Question

One says, “ give me hundred, friend! I shall then become twice as rich as you.” The other replies, “If you give me ten, I shall become six times as rich as you.” Tell me what is the amount of their respective capital ?

Answer 1

Hint: Try to make equations from the sentences said by the friends. Use two different variables to do that. Two equations must be formed. We will get the required solution by solving these equations.

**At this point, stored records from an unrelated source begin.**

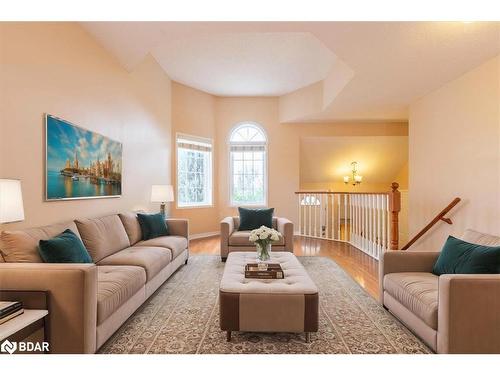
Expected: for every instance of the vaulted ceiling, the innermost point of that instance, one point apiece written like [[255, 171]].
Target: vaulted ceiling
[[322, 71]]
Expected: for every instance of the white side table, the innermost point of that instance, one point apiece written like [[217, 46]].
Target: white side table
[[29, 327], [20, 322]]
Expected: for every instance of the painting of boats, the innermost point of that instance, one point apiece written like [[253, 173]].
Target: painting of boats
[[80, 164]]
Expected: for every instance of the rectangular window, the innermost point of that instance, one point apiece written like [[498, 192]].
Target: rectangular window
[[248, 174], [194, 171]]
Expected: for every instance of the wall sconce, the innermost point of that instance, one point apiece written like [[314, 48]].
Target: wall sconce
[[355, 178]]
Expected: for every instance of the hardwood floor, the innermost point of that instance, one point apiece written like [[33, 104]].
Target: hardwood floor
[[361, 267]]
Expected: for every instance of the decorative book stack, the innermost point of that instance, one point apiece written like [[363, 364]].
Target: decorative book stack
[[9, 310], [264, 271]]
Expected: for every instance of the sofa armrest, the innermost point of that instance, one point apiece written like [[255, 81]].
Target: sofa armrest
[[226, 229], [72, 300], [469, 314], [285, 227], [404, 261], [178, 227]]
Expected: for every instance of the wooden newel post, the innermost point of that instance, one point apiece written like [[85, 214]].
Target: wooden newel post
[[394, 208]]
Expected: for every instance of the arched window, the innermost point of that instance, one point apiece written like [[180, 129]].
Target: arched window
[[248, 161]]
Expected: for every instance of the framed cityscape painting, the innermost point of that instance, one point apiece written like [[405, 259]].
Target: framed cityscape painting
[[80, 164]]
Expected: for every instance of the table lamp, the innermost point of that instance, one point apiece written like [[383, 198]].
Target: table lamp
[[162, 194], [11, 201]]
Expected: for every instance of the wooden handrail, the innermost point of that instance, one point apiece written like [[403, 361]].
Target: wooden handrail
[[394, 208], [439, 217], [338, 192]]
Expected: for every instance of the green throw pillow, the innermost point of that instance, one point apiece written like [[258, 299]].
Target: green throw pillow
[[152, 226], [458, 256], [66, 247], [251, 219]]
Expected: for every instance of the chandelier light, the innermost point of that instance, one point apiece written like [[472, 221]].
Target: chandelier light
[[355, 178]]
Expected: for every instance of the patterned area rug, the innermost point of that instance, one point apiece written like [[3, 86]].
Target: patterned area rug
[[183, 317]]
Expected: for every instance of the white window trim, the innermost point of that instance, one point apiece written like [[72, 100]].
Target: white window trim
[[231, 203], [193, 138]]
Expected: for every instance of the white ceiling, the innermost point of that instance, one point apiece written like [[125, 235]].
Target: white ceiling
[[380, 158], [247, 64], [393, 63]]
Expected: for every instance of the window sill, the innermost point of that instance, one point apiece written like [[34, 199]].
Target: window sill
[[191, 207], [259, 205]]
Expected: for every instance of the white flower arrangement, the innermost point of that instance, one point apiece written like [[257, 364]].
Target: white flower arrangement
[[264, 236]]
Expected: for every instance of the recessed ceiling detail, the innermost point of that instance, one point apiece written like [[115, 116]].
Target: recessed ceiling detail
[[322, 71], [246, 64]]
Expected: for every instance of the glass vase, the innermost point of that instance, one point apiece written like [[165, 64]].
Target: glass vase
[[263, 252]]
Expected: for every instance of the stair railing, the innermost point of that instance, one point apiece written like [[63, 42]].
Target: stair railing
[[439, 217]]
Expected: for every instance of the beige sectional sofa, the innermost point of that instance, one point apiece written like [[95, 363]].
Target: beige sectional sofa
[[89, 302], [457, 313], [232, 239]]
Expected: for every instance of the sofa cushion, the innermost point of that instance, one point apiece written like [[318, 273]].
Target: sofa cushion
[[66, 247], [461, 257], [152, 225], [417, 291], [152, 259], [176, 244], [240, 238], [115, 286], [21, 246], [253, 218], [103, 236], [132, 226]]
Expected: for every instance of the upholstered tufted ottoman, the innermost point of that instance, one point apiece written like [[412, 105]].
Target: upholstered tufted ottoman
[[253, 305]]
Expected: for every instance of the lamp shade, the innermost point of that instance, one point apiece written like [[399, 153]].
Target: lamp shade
[[162, 193], [11, 201]]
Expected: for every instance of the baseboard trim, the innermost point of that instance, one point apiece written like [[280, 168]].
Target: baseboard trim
[[203, 235]]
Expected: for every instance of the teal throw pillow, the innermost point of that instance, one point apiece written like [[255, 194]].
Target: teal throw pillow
[[251, 219], [458, 256], [152, 226], [66, 247]]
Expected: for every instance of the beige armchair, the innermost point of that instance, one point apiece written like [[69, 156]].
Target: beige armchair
[[451, 313], [232, 239]]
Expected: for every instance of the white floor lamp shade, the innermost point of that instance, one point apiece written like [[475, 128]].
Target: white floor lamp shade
[[11, 201]]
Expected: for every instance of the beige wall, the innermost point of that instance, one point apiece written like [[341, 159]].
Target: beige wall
[[193, 113], [200, 114], [59, 69], [454, 152]]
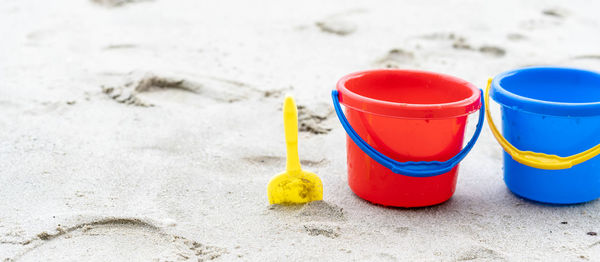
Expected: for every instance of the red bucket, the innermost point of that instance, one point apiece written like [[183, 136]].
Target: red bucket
[[405, 116]]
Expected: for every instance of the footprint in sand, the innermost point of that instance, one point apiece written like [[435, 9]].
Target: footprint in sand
[[137, 90], [339, 24], [395, 58], [461, 43], [117, 3], [116, 239], [479, 253], [321, 229], [312, 211], [552, 17], [312, 118]]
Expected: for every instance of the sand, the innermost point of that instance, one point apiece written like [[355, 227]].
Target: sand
[[148, 130]]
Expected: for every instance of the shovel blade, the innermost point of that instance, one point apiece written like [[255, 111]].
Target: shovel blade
[[288, 189]]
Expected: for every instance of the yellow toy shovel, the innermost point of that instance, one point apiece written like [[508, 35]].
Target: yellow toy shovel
[[294, 186]]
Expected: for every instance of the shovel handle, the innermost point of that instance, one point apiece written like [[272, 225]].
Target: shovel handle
[[290, 125]]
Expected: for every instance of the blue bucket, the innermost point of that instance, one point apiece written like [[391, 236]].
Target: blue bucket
[[556, 113]]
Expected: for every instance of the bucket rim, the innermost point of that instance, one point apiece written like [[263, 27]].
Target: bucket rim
[[366, 104], [542, 107]]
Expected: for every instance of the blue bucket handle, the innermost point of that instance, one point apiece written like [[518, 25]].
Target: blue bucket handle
[[409, 168]]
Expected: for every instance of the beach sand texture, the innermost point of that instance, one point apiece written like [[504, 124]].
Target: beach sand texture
[[148, 130]]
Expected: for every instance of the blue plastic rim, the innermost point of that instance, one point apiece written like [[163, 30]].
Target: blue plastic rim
[[556, 111], [409, 168]]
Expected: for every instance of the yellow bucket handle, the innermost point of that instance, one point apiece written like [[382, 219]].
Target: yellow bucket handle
[[533, 159]]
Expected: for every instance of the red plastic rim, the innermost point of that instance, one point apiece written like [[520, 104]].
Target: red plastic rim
[[408, 94]]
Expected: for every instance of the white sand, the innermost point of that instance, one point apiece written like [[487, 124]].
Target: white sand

Complete step-by-step answer:
Let the capital amount of the first friend be x and the capital amount of the second friend be y.
From the statement, said by first friend we make the equation:
(x + 100 = 2y)……. Equation(1)
From the statement, said by second friend we make the equation:
(y + 10 = 6x)……… Equation(2)
Now, Solving the above two equations using substitution method:
Substituting the value of x = (2y - 100) from equation(1) in equation(2), we get
y + 10 = 6(2y – 100)
y + 10 = 12y – 600
Solving,
11y = 610
$y = \dfrac{{610}}{{11}}$ units (Since the currency is not mentioned we prefer writing units)
Putting this value of y in equation(1):
x + 100 = 2$ \times \dfrac{{610}}{{11}}$
solving,
x= $\dfrac{{120}}{{11}}$ units
So the first friend has $\dfrac{{120}}{{11}}$ units capital.
And the second friend has $\dfrac{{610}}{{11}}$ units capital.

Note: In questions like these, use the concept of linear equations in 2 variables. The statements given in the question should be read carefully, to make the correct equations. The equations so formed can be solved by any method- substitution, elimination, cross multiplication etc.